By ‘contains’, we mean that we can find part of the surface that is homeomorphic to a Möbius band. The edge of the Möbius band does not need to correspond to an edge at the surface, so that a surface without boundary can be non-orientable (as we shall shortly see).
When seeking Möbius bands in a surface, it can be helpful to look at all possible closed curves on the surface and thicken these into bands.
Remember, from Section 3.1, that all bands with an odd number of half-twists (in the same direction) are homeomorphic to Möbius bands.
Worked problem 2
Determine whether each of the paper surfaces in Figure 57 is orientable.
(a) The top and middle of this surface have two half-twists each. These can be cut and glued back together to give the surface in Figure 58.
This surface is a disc with 2 holes, which is orientable (ω = 0).
(b) This surface contains several Möbius bands, two of which correspond to the closed curves shown in Figure 59.
The surface is therefore non-orientable (ω = 1).

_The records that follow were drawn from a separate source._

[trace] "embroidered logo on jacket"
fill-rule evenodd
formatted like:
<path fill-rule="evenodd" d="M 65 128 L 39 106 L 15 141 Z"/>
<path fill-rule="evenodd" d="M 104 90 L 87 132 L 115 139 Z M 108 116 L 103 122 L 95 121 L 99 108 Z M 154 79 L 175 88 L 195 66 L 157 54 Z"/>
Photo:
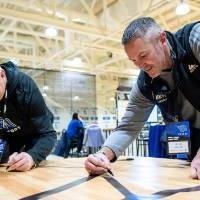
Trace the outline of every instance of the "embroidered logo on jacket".
<path fill-rule="evenodd" d="M 20 126 L 11 122 L 10 119 L 0 117 L 0 130 L 7 133 L 14 133 L 19 129 L 21 129 Z"/>
<path fill-rule="evenodd" d="M 164 101 L 167 101 L 167 95 L 165 95 L 165 94 L 157 94 L 155 97 L 156 97 L 156 101 L 158 103 L 162 103 Z"/>
<path fill-rule="evenodd" d="M 194 72 L 198 67 L 198 65 L 188 65 L 190 73 Z"/>

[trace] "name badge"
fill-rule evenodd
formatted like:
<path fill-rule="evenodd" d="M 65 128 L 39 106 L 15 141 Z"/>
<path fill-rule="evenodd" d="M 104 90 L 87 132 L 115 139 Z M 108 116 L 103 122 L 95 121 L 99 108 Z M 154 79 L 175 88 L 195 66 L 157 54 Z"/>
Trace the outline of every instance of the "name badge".
<path fill-rule="evenodd" d="M 166 125 L 168 154 L 190 154 L 190 127 L 188 121 Z"/>

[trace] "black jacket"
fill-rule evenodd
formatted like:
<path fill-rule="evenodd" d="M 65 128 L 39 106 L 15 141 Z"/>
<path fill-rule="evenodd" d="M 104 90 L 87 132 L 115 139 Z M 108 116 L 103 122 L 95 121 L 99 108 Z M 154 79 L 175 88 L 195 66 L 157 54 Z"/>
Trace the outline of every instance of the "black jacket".
<path fill-rule="evenodd" d="M 56 141 L 53 115 L 35 82 L 12 62 L 1 64 L 7 77 L 7 100 L 0 103 L 0 135 L 9 144 L 10 154 L 25 145 L 38 164 L 51 152 Z M 6 111 L 5 110 L 6 105 Z"/>

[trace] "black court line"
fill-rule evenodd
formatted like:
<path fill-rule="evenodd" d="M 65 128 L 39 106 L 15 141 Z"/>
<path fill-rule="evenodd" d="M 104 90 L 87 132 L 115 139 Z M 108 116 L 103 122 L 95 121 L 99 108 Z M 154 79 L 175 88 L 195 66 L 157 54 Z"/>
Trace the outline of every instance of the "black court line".
<path fill-rule="evenodd" d="M 115 178 L 111 176 L 104 177 L 115 189 L 117 189 L 121 194 L 124 195 L 124 199 L 126 200 L 150 200 L 150 199 L 160 199 L 160 196 L 150 195 L 150 196 L 140 196 L 132 193 L 129 191 L 126 187 L 124 187 L 119 181 L 117 181 Z"/>
<path fill-rule="evenodd" d="M 64 190 L 68 190 L 70 188 L 73 188 L 73 187 L 75 187 L 77 185 L 80 185 L 82 183 L 90 181 L 93 178 L 95 178 L 95 176 L 94 177 L 92 177 L 92 176 L 84 177 L 84 178 L 72 181 L 70 183 L 67 183 L 65 185 L 59 186 L 57 188 L 54 188 L 54 189 L 51 189 L 51 190 L 47 190 L 47 191 L 44 191 L 44 192 L 40 192 L 40 193 L 36 193 L 36 194 L 30 195 L 30 196 L 21 198 L 19 200 L 36 200 L 36 199 L 44 198 L 44 197 L 47 197 L 49 195 L 52 195 L 52 194 L 55 194 L 55 193 L 59 193 L 59 192 L 62 192 Z"/>
<path fill-rule="evenodd" d="M 93 179 L 95 177 L 97 177 L 97 176 L 84 177 L 84 178 L 75 180 L 73 182 L 67 183 L 65 185 L 59 186 L 57 188 L 54 188 L 54 189 L 51 189 L 51 190 L 47 190 L 47 191 L 44 191 L 44 192 L 40 192 L 40 193 L 36 193 L 36 194 L 30 195 L 30 196 L 21 198 L 19 200 L 36 200 L 36 199 L 44 198 L 44 197 L 47 197 L 49 195 L 52 195 L 52 194 L 55 194 L 55 193 L 59 193 L 59 192 L 62 192 L 64 190 L 68 190 L 70 188 L 73 188 L 73 187 L 75 187 L 77 185 L 80 185 L 82 183 L 90 181 L 91 179 Z M 108 181 L 121 194 L 124 195 L 124 197 L 125 197 L 124 200 L 157 200 L 157 199 L 162 199 L 162 198 L 174 195 L 174 194 L 179 193 L 179 192 L 200 191 L 200 185 L 198 185 L 198 186 L 182 188 L 182 189 L 163 190 L 163 191 L 159 191 L 159 192 L 153 193 L 151 195 L 141 196 L 141 195 L 137 195 L 137 194 L 134 194 L 131 191 L 129 191 L 126 187 L 124 187 L 119 181 L 117 181 L 112 176 L 103 176 L 103 178 L 106 181 Z"/>
<path fill-rule="evenodd" d="M 175 189 L 175 190 L 163 190 L 160 192 L 156 192 L 153 195 L 160 195 L 162 198 L 164 198 L 164 197 L 171 196 L 179 192 L 196 192 L 196 191 L 200 191 L 200 185 L 197 185 L 194 187 L 182 188 L 182 189 Z"/>
<path fill-rule="evenodd" d="M 121 194 L 125 196 L 125 200 L 156 200 L 156 199 L 162 199 L 171 195 L 174 195 L 179 192 L 195 192 L 200 191 L 200 185 L 194 186 L 194 187 L 188 187 L 188 188 L 182 188 L 182 189 L 174 189 L 174 190 L 163 190 L 160 192 L 153 193 L 152 195 L 148 196 L 141 196 L 136 195 L 132 192 L 130 192 L 127 188 L 125 188 L 119 181 L 114 179 L 113 177 L 104 177 L 115 189 L 117 189 Z"/>

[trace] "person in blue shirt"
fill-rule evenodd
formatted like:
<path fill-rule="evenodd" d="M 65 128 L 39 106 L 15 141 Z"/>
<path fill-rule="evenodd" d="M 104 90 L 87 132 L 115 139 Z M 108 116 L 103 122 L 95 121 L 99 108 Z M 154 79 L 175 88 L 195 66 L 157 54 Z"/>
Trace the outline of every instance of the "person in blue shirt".
<path fill-rule="evenodd" d="M 79 154 L 83 144 L 84 127 L 83 123 L 78 117 L 78 113 L 73 113 L 72 120 L 70 121 L 65 134 L 66 134 L 66 149 L 64 157 L 67 158 L 69 156 L 72 142 L 76 144 L 77 153 Z"/>

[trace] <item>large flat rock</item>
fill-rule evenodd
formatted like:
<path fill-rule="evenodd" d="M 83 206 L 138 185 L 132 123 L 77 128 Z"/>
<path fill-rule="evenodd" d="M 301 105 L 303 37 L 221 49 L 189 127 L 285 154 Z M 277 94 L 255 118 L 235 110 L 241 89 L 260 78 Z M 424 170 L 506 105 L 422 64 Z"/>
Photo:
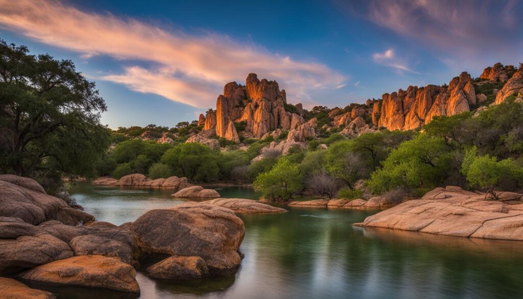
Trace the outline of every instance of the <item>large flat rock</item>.
<path fill-rule="evenodd" d="M 82 256 L 55 261 L 28 270 L 20 277 L 41 282 L 140 293 L 134 268 L 103 256 Z"/>
<path fill-rule="evenodd" d="M 458 187 L 436 188 L 368 217 L 356 225 L 458 237 L 523 240 L 521 195 L 499 193 L 499 200 Z"/>
<path fill-rule="evenodd" d="M 231 209 L 238 214 L 283 213 L 287 210 L 253 200 L 219 198 L 204 202 Z"/>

Determine whether each of the paper surfaces in Figure 60 is orientable.
(a) This surface contains a Möbius band, indicated by the closed curve, so is non-orientable (ω = 1).
(b) This surface contains no Möbius bands, so is orientable (ω = 0).
(c) This surface contains several Möbius bands, one of which is indicated by the closed curve, so is non-orientable (ω = 1).
Theorem 4 can be applied to all types of surface, not just paper surfaces. It can even be applied to representations of surfaces as polygons with edge identifications, as we shall see in Section 3.3, where we show that the projective plane and the Klein bottle are non-orientable.